My initial implementation would load all the images, then build a stacked tensor with all the images. It worked, but of course, when I started working on a bigger training set, I ran out of VRAM. I tried to see if there was some way to build the stacked tensor efficiently (e.g. by having the stacked tensor reference the individual tensor images?) but it looks like this is not possible (I'm not sure though).
I thought that loading the images to VRAM at each epoch would be bad for performance, so I decided to try the following approach:
- Compute exactly how much VRAM is available for my training set.

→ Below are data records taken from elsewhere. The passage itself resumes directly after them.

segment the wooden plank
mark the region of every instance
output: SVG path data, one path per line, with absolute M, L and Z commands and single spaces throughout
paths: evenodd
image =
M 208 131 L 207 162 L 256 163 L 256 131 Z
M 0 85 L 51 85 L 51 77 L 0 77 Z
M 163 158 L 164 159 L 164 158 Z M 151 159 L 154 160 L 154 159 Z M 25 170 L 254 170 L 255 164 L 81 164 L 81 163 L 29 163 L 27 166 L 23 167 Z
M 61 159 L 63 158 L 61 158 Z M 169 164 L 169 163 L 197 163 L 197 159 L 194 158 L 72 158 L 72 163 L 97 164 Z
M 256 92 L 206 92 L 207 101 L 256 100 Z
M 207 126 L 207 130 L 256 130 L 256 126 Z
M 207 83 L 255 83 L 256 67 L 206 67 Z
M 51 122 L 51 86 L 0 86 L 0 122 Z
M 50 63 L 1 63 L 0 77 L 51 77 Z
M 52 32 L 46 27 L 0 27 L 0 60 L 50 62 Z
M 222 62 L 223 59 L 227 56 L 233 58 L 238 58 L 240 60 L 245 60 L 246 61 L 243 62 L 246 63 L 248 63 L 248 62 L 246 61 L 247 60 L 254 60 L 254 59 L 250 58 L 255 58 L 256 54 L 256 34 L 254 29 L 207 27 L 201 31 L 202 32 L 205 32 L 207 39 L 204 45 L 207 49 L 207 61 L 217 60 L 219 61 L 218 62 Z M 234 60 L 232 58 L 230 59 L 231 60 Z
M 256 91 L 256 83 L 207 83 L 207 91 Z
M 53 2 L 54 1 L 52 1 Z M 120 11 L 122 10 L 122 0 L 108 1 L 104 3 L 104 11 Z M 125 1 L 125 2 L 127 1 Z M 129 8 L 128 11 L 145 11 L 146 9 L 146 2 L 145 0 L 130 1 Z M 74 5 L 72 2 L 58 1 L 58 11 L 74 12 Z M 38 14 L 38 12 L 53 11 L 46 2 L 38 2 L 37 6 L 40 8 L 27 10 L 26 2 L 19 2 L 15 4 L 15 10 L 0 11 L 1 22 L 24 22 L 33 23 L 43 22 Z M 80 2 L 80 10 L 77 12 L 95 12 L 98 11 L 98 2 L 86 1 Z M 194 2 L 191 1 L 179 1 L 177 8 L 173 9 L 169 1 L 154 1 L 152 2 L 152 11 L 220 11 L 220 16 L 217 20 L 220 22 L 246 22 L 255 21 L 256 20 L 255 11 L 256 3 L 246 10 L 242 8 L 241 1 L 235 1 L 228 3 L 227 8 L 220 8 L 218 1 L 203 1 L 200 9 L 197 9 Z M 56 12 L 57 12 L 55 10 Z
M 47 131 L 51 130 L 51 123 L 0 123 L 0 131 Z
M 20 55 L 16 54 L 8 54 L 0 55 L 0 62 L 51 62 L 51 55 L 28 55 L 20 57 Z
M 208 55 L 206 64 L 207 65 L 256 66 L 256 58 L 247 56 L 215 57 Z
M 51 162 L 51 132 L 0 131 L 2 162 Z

- Compute how many images would fit in VRAM.
- Crop the training set (reduce the number of images) so that it fits in that available VRAM.
- Load image tensors in CPU memory.
- Build the giant tensor in CPU memory.
- Then move it to GPU memory and train the model.
It turns out that after implementing all these steps, I realized that I didn't need to crop the training set anymore. For some reason, at training time, Tensorflow is able to pull only bits of the training set into GPU VRAM (probably one mini-batch at a time).
"Interestingly", I haven't been able to figure out how much VRAM was available
to Tensorflow from Tensorflow itself. I can see it with tools like nvidia-smi
,
and when Tensorflow initializes the GPU, it shows the GPU VRAM size; so it
definitely has that information - but I couldn't find how to access it.